The patient underwent laparoscopic appendectomy. The clinical notes and the anesthetic record indicate an uncomplicated appendectomy. The operative note describes an acute perforated appendicitis with purulent fluid throughout the abdomen. He was provided IV fluid and perioperative antibiotics. The vital signs remained normal following surgery. The patient reported abdominal bloating but had normal vital signs. The WBC count was 10.7 K. The patient was receiving anti-emetic medication for nausea and had not yet had flatus or a bowel movement. The patient was having bowel movements. He was ambulating and pain was controlled. He was maintained nothing by mouth (NPO). He was evaluated with an abdominal CT scan that showed a fluid collection in the right lower abdomen suspicious for abscess. The small bowel was dilated to 5.1-centimeters (cm) consistent with ileus or possible bowel obstruction. Consideration was given for drainage of the fluid collection by interventional radiology, but this was deemed not feasible. The patient tolerated a diet and had a normal WBC count (7.7 K). He was discharged from the hospital.

The health plan's determination is overturned.

In this case of a perforated appendicitis complicated by post-operative ileus and abdominal fluid collection, the inpatient stay was medically necessary and was consistent with medical standards. Based on this patient's presenting condition, diagnostic test results, and clinical status, an inpatient level of care during this time was medically necessary and appropriate.

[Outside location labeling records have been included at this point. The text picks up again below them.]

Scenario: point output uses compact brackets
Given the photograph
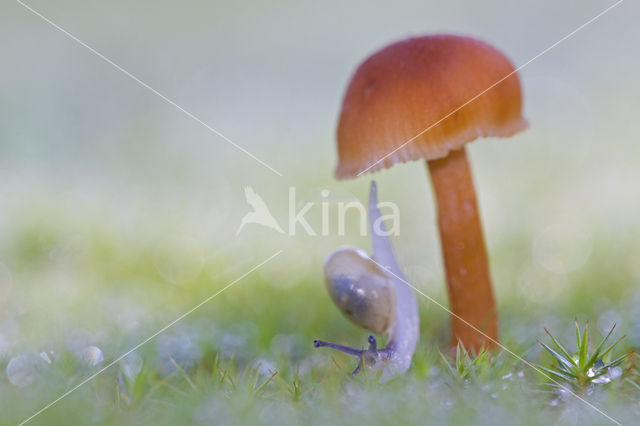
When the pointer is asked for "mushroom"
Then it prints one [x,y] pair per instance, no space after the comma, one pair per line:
[425,98]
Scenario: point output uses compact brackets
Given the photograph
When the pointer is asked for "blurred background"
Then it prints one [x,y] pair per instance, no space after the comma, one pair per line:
[118,212]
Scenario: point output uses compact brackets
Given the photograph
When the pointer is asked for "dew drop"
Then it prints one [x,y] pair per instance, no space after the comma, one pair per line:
[92,355]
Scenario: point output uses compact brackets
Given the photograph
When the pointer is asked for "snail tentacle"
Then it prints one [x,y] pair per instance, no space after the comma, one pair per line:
[372,292]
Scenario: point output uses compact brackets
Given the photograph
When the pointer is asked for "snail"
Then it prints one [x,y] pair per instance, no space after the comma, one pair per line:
[373,293]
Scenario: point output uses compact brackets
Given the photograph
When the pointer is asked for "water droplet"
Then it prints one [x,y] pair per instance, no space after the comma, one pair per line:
[92,355]
[181,348]
[264,367]
[615,372]
[23,370]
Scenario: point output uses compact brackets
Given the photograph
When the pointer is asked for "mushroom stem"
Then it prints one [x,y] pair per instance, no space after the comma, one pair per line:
[463,249]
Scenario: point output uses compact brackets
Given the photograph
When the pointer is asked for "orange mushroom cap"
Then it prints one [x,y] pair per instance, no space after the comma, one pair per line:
[411,86]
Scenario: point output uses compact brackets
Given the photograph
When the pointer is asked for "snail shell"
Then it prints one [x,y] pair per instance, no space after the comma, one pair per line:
[363,291]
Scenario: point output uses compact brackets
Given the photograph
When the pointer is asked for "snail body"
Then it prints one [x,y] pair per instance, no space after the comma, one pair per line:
[372,292]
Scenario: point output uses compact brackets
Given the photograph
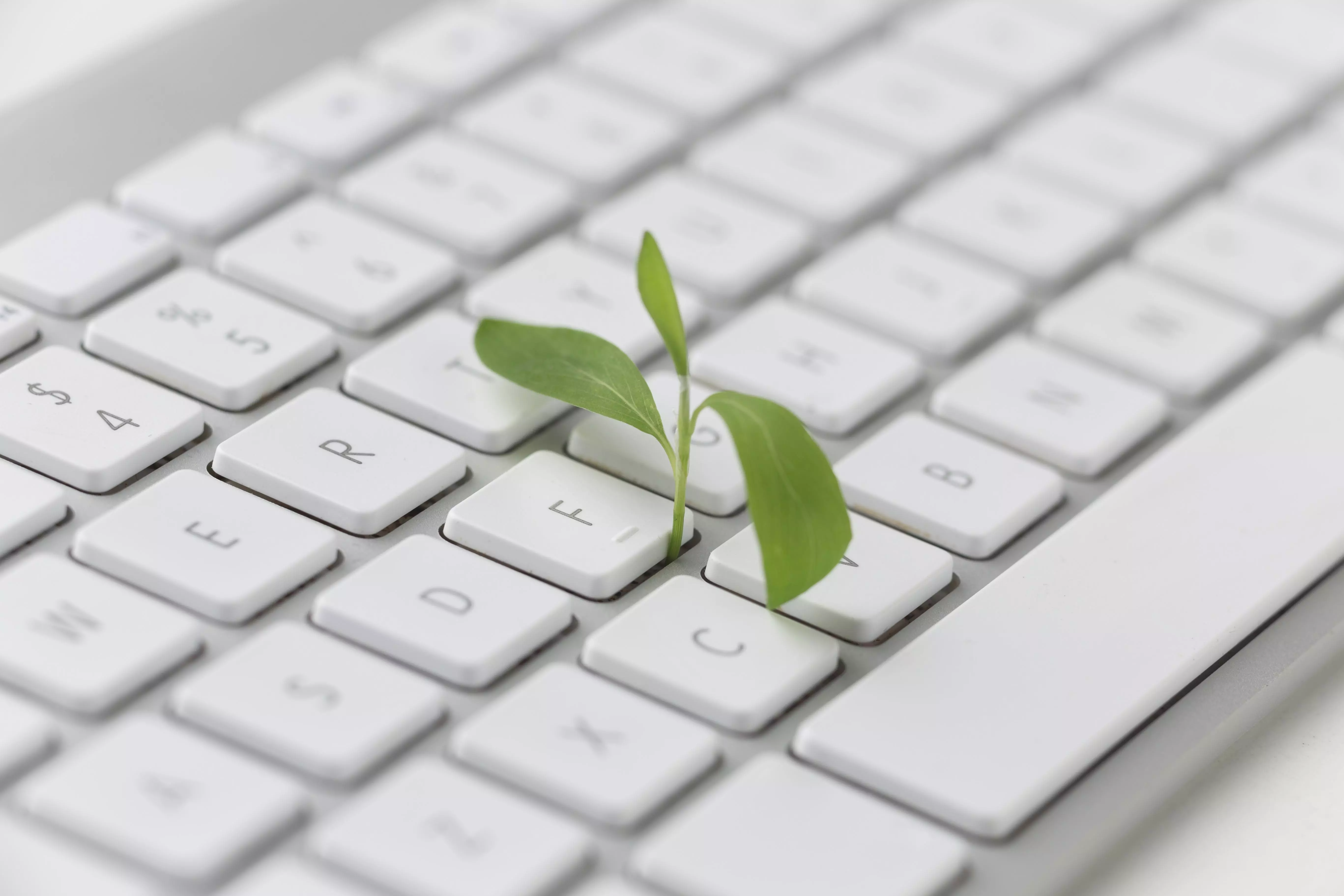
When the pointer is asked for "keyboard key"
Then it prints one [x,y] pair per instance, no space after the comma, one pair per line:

Acute inpatient admission was medically necessary for this patient because the patient had perforated appendicitis that was appropriately treated with surgery and continued provision of parenteral antibiotics in the post-surgical period. The operative note describes purulent fluid throughout the abdomen. He required provision of intravenous fluid during his initial recovery while he was kept NPO during a period of post-surgical ileus. He also required follow up imaging with CT scan as performed that identified a surgical site fluid collection consistent with abscess. The records support that this patient was treated with timely surgical treatment and parenteral antibiotic therapy was continued in the post-surgical period. This patient's post-surgical ileus mandated continued inpatient care and clinical follow up with monitoring and lab assessment. Once the patient demonstrated normal vital signs and tolerance of oral intake he was appropriately discharged from the hospital.